Children’s advocacy not-for-profit Voices for Georgia’s Children announced today that Joi Hunter, a seasoned fundraising and grant-management professional whose not-for-profit career has focused on creating opportunities for disadvantaged children, has joined Voices as the group’s first-ever director of fundraising and communications.

“Joi’s experience advancing children’s causes and her proven ability to lead major fundraising and grant management operations are a perfect fit for Voices at this stage of our growth,” said Voices executive director Dr. Erica Fener-Sitkoff. “Our mission to improve the well-being of Georgia’s children has always relied on an active and engaged community of supporters, and Joi’s work with this community will be so important as we work on an ever-expanding variety of issues and opportunities to help all of Georgia’s kids thrive.”

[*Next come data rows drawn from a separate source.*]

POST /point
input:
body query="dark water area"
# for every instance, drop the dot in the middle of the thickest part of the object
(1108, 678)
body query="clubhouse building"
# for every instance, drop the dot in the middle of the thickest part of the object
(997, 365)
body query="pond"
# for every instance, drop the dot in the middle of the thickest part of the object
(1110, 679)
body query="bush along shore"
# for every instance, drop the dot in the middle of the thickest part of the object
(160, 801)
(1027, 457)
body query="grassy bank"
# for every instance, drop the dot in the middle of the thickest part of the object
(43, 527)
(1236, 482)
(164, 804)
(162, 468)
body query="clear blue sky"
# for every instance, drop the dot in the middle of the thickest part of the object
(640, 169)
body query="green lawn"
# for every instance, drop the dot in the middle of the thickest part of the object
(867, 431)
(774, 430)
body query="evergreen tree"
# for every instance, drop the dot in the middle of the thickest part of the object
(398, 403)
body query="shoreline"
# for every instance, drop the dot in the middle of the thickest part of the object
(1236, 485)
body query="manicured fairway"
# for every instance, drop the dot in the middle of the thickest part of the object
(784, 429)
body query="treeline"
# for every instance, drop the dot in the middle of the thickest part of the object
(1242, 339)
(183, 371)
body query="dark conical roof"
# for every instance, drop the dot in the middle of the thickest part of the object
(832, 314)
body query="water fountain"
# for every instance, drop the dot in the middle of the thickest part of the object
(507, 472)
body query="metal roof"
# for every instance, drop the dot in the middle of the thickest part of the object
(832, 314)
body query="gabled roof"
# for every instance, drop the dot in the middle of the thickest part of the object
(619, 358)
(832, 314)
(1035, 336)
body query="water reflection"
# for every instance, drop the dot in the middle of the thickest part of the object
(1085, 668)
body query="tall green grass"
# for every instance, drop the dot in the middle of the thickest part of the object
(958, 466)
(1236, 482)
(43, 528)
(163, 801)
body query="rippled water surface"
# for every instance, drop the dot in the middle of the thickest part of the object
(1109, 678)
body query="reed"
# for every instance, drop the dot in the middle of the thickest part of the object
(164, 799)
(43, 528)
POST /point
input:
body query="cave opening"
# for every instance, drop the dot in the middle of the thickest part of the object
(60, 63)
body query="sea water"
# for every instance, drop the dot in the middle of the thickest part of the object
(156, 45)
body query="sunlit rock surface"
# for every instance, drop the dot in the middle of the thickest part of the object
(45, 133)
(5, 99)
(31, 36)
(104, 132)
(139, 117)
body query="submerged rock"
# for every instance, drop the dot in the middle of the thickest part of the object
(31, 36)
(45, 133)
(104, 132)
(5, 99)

Hunter started with Voices on Sept. 25, after a stint directing national development strategy for OneGoal, a college-access not-for-profit, where she helped grow revenue to over $20 million. Previously, Hunter managed the KIPP Foundation’s grant-making strategy serving 183 KIPP schools and helped manage a portfolio for all of Teach for America’s public funding – including a $30 million portfolio of federal grants.

The investment in fundraising and communications expertise comes as Voices seeks to deepen its bench of policy analysts; broaden its communications outreach to Georgia policy-makers, community leaders and its network statewide; and raise Georgia’s profile as a national role-model in behavioral health, juvenile justice, early childhood development and other policy areas that advance children’s well-being.

“I’m thrilled to accept this new role and I look forward to working to grow Voices’ capacity to advocate for the next generation,” said Hunter. “Because all children deserve to have their needs met and we’re going to work hard to give them every opportunity to reach their full potential.”